The McDonnell Douglas MD-12 was a large wide-body airliner concept planned by the McDonnell Douglas company in the 1990s. It was first conceived as a trijet larger than the MD-11, then stretched to a quadjet airliner. It was to be similar in size to the Boeing 747, but with greater passenger capacity through two full-length passenger decks.
Splitting the cockpit above the passenger level on the MD-11 design allows for a cargo door for future freighter versions and allowing panoramic views for a first class cabin, much like the Boeing 747. The length of the main MD-12 was 208 ft (63.4 m) with a wingspan of 213 ft (64.9 m).
The plane would have been able to carry 430 passengers in a typical 3-class layout, or if all one class High-capacity layout it could carry 511 passengers. McDonnell Douglas claimed that a 3,000 nautical mile flight the MD-12 would burn 1% less fuel per seat than a 747-400, or 12% less fuel per seat if in a high-capacity configuration.
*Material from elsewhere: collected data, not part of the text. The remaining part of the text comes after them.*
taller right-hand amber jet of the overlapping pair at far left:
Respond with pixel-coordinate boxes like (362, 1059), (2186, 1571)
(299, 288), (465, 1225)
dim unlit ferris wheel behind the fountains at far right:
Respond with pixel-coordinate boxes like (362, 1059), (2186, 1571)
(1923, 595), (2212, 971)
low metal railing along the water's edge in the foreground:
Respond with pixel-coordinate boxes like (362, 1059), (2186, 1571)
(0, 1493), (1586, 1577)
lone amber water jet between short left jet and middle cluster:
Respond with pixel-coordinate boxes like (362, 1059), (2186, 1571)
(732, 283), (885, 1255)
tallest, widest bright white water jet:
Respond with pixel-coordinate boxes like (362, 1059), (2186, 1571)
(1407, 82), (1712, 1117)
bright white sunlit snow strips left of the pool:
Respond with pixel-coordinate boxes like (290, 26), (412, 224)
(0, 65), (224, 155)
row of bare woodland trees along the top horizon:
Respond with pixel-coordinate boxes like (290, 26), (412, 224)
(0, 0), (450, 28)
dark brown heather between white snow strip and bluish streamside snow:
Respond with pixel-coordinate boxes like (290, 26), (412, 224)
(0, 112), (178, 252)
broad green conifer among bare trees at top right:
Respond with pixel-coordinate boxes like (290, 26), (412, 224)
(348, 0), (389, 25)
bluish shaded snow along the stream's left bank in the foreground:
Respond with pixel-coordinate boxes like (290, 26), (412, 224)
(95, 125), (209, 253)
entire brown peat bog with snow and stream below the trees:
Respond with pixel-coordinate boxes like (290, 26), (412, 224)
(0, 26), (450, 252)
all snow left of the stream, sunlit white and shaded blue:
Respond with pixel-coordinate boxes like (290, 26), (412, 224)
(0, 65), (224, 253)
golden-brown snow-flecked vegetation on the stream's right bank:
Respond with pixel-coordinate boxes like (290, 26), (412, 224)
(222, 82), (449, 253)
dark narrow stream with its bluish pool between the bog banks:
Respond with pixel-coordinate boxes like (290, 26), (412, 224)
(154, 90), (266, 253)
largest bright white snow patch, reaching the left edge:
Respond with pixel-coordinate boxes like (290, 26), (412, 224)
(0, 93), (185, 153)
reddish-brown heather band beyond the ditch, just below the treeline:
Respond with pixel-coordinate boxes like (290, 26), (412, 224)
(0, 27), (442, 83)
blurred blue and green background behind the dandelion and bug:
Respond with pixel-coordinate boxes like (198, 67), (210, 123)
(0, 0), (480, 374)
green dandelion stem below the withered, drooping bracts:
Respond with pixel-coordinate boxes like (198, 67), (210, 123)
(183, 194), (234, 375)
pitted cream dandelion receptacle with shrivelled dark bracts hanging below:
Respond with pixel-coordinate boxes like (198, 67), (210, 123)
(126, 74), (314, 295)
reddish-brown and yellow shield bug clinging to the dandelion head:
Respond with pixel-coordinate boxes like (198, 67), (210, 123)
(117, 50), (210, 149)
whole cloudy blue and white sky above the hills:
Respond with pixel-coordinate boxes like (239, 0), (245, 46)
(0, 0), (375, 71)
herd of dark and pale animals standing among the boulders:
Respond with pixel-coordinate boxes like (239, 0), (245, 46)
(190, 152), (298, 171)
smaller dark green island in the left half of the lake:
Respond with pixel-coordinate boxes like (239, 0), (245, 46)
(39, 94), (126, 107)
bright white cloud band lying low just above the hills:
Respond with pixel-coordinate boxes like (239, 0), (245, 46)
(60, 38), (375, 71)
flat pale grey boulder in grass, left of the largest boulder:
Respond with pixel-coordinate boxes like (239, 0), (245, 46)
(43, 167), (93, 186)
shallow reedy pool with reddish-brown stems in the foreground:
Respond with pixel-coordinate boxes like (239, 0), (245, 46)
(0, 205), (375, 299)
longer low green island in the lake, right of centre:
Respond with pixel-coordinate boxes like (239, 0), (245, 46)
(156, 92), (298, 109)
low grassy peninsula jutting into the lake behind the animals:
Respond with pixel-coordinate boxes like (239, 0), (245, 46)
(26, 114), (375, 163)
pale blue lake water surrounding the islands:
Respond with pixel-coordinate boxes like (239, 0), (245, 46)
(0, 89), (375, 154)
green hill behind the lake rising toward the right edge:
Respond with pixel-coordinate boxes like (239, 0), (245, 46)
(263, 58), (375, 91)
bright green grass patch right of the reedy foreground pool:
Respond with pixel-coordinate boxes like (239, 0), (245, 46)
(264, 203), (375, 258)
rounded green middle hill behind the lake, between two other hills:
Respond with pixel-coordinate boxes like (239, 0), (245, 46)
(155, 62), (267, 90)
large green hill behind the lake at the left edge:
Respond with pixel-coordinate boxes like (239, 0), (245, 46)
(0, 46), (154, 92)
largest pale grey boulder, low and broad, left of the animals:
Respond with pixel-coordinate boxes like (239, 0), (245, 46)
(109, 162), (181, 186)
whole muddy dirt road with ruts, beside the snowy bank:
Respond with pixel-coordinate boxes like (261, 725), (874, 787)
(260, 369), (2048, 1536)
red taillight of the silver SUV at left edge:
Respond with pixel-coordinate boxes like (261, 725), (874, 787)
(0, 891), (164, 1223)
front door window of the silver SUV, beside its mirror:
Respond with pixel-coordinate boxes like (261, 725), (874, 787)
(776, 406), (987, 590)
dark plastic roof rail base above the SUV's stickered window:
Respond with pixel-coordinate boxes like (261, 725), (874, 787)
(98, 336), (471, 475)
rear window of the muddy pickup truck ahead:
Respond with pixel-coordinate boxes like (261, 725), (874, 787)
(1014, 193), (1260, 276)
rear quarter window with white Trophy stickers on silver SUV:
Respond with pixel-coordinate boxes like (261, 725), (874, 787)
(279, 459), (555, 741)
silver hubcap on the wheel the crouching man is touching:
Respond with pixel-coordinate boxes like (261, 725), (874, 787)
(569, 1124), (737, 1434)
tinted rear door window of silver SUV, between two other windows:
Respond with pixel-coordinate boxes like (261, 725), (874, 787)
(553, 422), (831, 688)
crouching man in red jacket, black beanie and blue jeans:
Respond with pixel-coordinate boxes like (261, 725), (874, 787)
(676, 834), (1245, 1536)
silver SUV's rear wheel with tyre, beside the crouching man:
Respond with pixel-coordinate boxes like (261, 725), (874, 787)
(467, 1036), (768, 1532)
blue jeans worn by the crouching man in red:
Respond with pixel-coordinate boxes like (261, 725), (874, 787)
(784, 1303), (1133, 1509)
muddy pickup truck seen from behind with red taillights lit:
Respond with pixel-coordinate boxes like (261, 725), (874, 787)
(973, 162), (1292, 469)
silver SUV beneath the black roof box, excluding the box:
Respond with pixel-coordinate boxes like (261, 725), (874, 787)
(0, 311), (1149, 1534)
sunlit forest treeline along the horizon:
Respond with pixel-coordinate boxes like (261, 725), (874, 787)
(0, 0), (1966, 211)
It would have a range of 8020 nautical miles, although the high capacity layout version was only rated for 7,170 nmi (9,200 mi, 14,825 km), which shows that even with four engines the design didn’t have a lot of power and still made comprises. McDonnell Douglas envisioned that this aircraft would be used for trans-Atlantic travel between London and North America, as well as ply a trade in South East Asia with its high populations. Seeing the failure of McDonnell Douglas with the MD-12 only a year earlier, Boeing decided to scrap the NLA and instead work on a redesign of the 747 that would become the Boeing 747-8.